Party im KriegDürfen Ukrainer das?
Ein Kommentar der «Weltwoche» verharmlost die Situation im Kriegsland. Dabei verpasst das Blatt eine durchaus spannende Frage: Darf man in Kiew feiern, während an der Front Menschen sterben?
Flanieren und dinieren im sommerlichen Lwiw. Eine Beachparty in Kiew. Dank zwei kürzlich veröffentlichten Posts der «Weltwoche» wissen wir, dass in der Ukraine derzeit beides möglich ist.
Mit dem Ausflug in die Banalität des ukrainischen Alltags bezweckt das Blatt nur eines: Häme. Es kommentiert die friedlichen Bilder so: «Die Aufnahmen lassen jedenfalls nicht den Eindruck von Krieg entstehen.»
Das ist schlicht niederträchtig. In der Ukraine herrscht Krieg. Menschen sterben jeden Tag. Trotzdem ist das Land, 14-mal grösser als die Schweiz, nicht ein einziges grosses Schlachtfeld, auf dem sich blutende Menschen robbend durch den Morast bewegen.
Das Alltägliche zwängt sich, sobald es kann, stets durch die Ritzen des Horrors: eine ungemein starke Kraft, die zu irritierenden Kontrasten führt.
Ich war seit Februar 2022 zweimal in der Ukraine. Auch ein Land im Krieg hat einen Alltag: einkaufen, die Post austragen und ja, auswärts essen und trinken. Selbst in Bachmut, der hart umkämpften Frontstadt, konnte man Pizza bestellen, während ein paar Kilometer entfernt Bomben niedergingen.
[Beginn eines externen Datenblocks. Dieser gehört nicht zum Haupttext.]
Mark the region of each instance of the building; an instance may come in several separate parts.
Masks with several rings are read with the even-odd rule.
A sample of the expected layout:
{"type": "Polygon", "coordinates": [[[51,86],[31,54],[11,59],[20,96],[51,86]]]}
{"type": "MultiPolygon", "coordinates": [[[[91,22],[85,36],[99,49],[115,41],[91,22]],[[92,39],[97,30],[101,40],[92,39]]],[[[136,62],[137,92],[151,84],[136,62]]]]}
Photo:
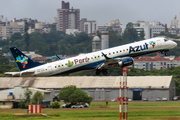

Der legendäre polnische Kriegsreporter Ryszard Kapuscinski beschrieb das so: «Das Schöne und Ermutigende am Menschen ist dieses hartnäckige, heroische Streben nach Normalität, dem er beinahe instinktiv und gegen alle Widerstände folgt.»
Es ist die Absurdität des Kriegs. Das Alltägliche zwängt sich, sobald es kann, stets durch die Ritzen des Horrors: eine ungemein starke Kraft, die zu irritierenden Kontrasten führt.
Einen solchen erlebte ich bei meinem ersten Aufenthalt in Kiew auf einer Barterrasse. Ich lernte dort Dima kennen. Ende 20, Elektriker. Er war Teil einer Bürgerwehr, die in der Hauptstadt patrouillierte und das Militär bei den Checkpoints unterstützte. In seinem Auto lagen eine schusssichere Weste und eine Pistole, eine Glock 17. Er zeigte mir beides mit Stolz.
Die Millionenmetropole war im Ausnahmezustand, die Atmosphäre bleiern. Wenige Monate zuvor hatten die russischen Truppen noch an der Stadtgrenze gestanden. Zerbombte Häuser und ausgebrannte Panzer am Rand der Ausfallstrassen zeugten von dieser brutalen Schlacht.
Dima erzählte mir vom Schiessen und den Bomben. Er nuckelte dabei zufrieden an einer Shishapfeife. Im Hintergrund lief Electro, am Nebentisch knutschte ein Paar. Auf der gut gefüllten Terrasse waren alle entspannt. Wir wären gern sitzen geblieben. Aber um 22 Uhr mussten alle Gäste raus. Kein Service mehr. Die Ausgangssperre begann um 23 Uhr.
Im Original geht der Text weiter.